3.8 years ago by
SVs are problematic for many pipelines/software as, unlike SNVs and small indels, each event involves at least two genomic loci.
Be aware that not all callers correctly classify events. Many callers will classify events purely on their break-end position and orientation. This results in deletion calls even when there is no copy number change to support the event (most callers), or an inversion calls even when only one of the two inversion breakpoints actually exist (e.g. DELLY). For simple germline analysis this is probably ok, and you can just ignore all large or inter-chromosomal events but for highly rearranged genomes (eg cancer), things are much more complicated.
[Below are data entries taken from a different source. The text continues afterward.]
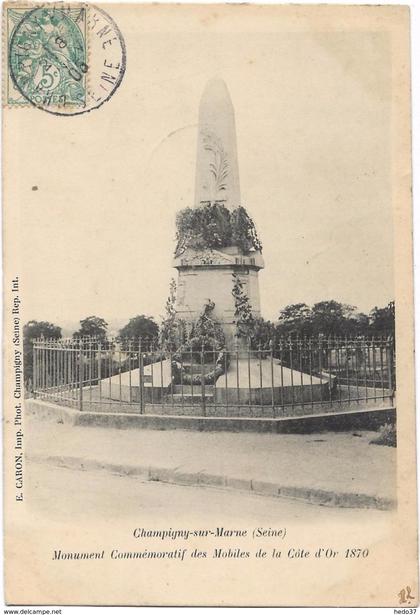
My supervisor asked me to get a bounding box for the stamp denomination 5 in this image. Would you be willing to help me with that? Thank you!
[4,4,126,115]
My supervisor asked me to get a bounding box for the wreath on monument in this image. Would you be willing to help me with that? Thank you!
[172,299,229,385]
[175,202,262,256]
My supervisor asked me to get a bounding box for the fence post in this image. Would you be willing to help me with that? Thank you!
[139,339,144,414]
[386,338,395,401]
[79,339,83,412]
[32,340,38,397]
[201,344,206,416]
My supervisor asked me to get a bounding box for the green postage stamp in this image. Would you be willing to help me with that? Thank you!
[5,5,88,108]
[3,3,126,115]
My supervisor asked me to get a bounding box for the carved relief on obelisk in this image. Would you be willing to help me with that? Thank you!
[194,79,241,210]
[174,79,264,347]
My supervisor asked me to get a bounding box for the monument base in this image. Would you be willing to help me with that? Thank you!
[101,356,334,416]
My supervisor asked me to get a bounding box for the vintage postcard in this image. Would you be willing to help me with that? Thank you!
[2,1,419,613]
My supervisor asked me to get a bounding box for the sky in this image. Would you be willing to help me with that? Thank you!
[6,14,394,324]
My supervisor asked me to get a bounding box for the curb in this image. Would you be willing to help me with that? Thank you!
[26,455,396,510]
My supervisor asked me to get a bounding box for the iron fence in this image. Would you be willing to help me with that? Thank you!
[32,337,395,417]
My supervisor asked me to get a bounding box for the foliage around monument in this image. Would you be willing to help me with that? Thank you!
[73,316,108,340]
[172,299,229,385]
[232,273,255,340]
[175,203,262,256]
[159,278,186,352]
[119,314,159,341]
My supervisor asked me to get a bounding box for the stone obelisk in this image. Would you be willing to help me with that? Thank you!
[173,79,264,347]
[194,79,241,210]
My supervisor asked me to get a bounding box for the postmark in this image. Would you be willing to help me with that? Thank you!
[4,4,126,115]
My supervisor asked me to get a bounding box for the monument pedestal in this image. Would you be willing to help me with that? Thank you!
[173,246,264,350]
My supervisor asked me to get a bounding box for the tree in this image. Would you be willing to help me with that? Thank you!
[277,303,312,337]
[119,314,159,341]
[251,318,276,350]
[369,301,395,335]
[23,320,61,386]
[73,316,108,340]
[311,299,356,335]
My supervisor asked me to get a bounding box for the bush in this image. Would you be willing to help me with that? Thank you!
[175,203,262,256]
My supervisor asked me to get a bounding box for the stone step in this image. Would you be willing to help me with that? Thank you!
[182,363,214,375]
[166,393,214,404]
[173,383,214,397]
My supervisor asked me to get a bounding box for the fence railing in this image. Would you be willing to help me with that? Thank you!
[32,337,395,417]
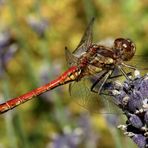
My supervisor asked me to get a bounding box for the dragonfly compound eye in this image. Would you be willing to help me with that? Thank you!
[114,38,136,61]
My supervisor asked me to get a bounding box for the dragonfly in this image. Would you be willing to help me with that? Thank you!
[0,18,140,114]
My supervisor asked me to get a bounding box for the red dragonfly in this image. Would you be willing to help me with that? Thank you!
[0,18,140,113]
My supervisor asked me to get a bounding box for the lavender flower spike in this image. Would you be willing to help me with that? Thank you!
[109,71,148,148]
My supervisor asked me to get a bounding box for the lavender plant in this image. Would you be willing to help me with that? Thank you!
[109,71,148,148]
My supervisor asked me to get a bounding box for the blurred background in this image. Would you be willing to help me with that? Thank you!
[0,0,148,148]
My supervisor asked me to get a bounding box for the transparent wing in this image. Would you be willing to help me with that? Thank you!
[69,75,122,114]
[73,18,94,57]
[123,55,148,74]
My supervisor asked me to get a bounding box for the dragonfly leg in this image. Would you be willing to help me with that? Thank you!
[122,63,137,70]
[91,70,113,94]
[118,65,130,81]
[90,72,107,93]
[108,72,132,79]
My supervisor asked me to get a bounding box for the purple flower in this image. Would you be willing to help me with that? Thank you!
[109,71,148,148]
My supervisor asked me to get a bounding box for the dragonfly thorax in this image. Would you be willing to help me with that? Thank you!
[114,38,136,61]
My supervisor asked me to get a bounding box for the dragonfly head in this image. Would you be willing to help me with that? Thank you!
[114,38,136,61]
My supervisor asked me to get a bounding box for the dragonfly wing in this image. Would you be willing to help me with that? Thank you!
[69,74,122,114]
[65,47,78,67]
[73,18,94,57]
[123,55,148,73]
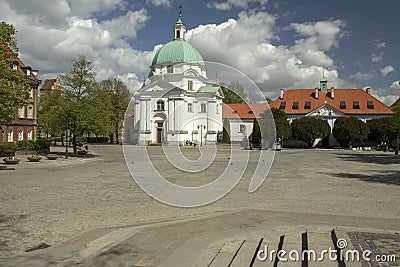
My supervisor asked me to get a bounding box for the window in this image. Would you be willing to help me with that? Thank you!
[18,107,25,118]
[28,129,33,140]
[18,130,24,141]
[28,106,33,119]
[200,104,207,113]
[167,65,174,73]
[7,130,14,142]
[157,100,164,111]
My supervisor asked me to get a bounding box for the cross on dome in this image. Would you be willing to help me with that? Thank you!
[174,5,186,41]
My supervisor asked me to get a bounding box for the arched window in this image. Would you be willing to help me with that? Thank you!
[157,100,165,111]
[18,129,24,141]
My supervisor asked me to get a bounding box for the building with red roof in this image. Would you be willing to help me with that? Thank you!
[40,78,62,96]
[0,55,41,142]
[222,103,269,142]
[270,77,394,145]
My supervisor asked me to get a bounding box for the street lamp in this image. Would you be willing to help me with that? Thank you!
[65,117,70,159]
[197,124,206,146]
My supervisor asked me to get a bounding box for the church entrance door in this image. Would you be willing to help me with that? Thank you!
[157,122,163,144]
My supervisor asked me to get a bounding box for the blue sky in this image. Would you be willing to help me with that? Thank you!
[0,0,400,104]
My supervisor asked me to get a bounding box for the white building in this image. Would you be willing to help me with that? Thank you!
[130,13,223,145]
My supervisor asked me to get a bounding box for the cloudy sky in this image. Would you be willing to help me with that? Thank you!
[0,0,400,104]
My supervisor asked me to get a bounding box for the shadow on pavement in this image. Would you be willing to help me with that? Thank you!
[329,170,400,185]
[339,152,400,165]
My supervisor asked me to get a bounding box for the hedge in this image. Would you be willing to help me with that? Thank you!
[0,142,17,157]
[0,139,50,157]
[86,136,110,143]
thought that we could get all these annotations with a package that is already available
What you're asking is really two separate processes: one for looking at the intervening sequence of simple events, and another for break-end overlap for fusions/interchromosomal/complex events.
If you're familiar with BioConductor then you can do the first part relatively easily for a BEDPE: just convert to GRanges intervals and calculate overlaps against the BioConductor annotation package for your organism.
For the second part you might be interested in my StructuralVariantAnnotation package. It's key feature is conversion of VCFs generated by a number of popular SV callers into a GRanges object containing break-end coordinates. Once in GRanges format, you can again use the BioConductor annotation packages to calculate feature overlap.